I wouldn't give up right away, because if you 2 have already begun seeing each other more seriously, she might be more hurt to end things than your typical girl, because of rejection. As others have said, we're wired differently, so this implies that there are things about us that are completely different to what you would expect, and the fact is, we can't do anything about it. It's not a lack of will, a lack of love or a lack of effort, it's just how we're built. Think of it as dogs and birds: both are animals. They may live in the same place. But no matter how hard you try to teach your dog to fly, he won't, because he's not built for that/like that. Likewise, aside from very specific species, you won't be able to teach the bird to bark. And it's OK. So that's something you need to accept as a fact if you hope to build a relationship with her.
Most of us have tried the best we could to fit in. Some manage to wear that mask and play that role so well that they definitely look the part, and others try, but are less gifted with mimicking NT behavior. Either way, it's exhausting. Physically, emotionally and morally draining. Please keep that in mind as well, it also means that sometimes your girlfriend will need a safe space where she can retreat and recharge before interacting again.
Also, don't be worried if you feel you have fewer interactions, that doesn't mean they can't be quality time. But they will be different.
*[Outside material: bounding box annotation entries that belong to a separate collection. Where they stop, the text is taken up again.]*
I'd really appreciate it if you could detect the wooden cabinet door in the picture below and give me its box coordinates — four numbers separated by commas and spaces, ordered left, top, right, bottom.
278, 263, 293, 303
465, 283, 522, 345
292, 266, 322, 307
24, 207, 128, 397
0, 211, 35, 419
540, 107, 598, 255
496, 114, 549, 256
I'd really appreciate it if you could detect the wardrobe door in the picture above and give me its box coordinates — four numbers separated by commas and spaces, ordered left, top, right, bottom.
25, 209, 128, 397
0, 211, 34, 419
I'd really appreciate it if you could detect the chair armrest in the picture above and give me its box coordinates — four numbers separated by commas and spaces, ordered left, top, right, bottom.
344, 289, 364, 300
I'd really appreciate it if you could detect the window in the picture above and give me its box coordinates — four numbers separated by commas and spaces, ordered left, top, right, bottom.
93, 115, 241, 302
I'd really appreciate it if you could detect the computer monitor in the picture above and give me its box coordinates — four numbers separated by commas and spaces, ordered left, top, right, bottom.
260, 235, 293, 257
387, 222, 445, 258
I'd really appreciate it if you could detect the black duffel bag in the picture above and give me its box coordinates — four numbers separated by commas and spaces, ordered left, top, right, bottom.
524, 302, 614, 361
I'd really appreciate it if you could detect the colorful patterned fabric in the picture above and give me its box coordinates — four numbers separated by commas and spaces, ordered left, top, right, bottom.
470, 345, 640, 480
Like Judge said, you will feel like you're pulling more than your weight in the relationship. I might add that you might feel like you're the only one making efforts, and she's being selfish, and so on. Try to find a way to communicate on difficulties the two of you may encounter. Personally, I argue with my boyfriend over text messages, each of us in one end of the apartment. I get to say what's on my heart in a non-intimidating way, he gets too avoid seeing my meltdowns, which he still can't handle too well, and I feel that this saves us a lot of stress during arguments (which I'd much rather avoid, but some people can't communicate otherwise).
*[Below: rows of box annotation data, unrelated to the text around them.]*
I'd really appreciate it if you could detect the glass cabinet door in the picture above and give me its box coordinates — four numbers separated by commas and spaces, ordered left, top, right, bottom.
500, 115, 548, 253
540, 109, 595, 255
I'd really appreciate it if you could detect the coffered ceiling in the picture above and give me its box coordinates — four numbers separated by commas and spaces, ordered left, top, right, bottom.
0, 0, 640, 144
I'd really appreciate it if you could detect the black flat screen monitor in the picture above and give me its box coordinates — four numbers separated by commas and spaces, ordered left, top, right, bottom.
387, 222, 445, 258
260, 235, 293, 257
What else may I add? I think if you do want to carry on together, it would also help a great deal if you researched how Asperger's work, and also how it works in women, since there are a few twists. Familiarize yourself with the concepts of sensory overload, find out what things are unbearable for her, and what things make her feel better. On that note, you might want to ask her view on hugs. A quick search on the forum will show you that we are very opinionated on that topic.
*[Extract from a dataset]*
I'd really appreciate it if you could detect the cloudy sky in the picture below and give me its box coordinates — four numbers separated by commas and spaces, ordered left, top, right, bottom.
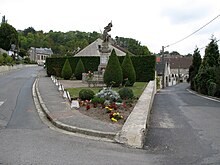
0, 0, 220, 54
You'll never understand it from first-hand experience, but that doesn't mean you can't understand how to be in a relationship with an Aspie. You just need to be aware of the differences and be open-minded when said differences seem overwhelming.
Anyways, this is long enough already. You have met someone who will probably be the most unique person you'll ever meet, which comes with good sides and not-so-good sides. Seeing you ask a question here gives me hope that you care about her enough to try and do well. Good luck!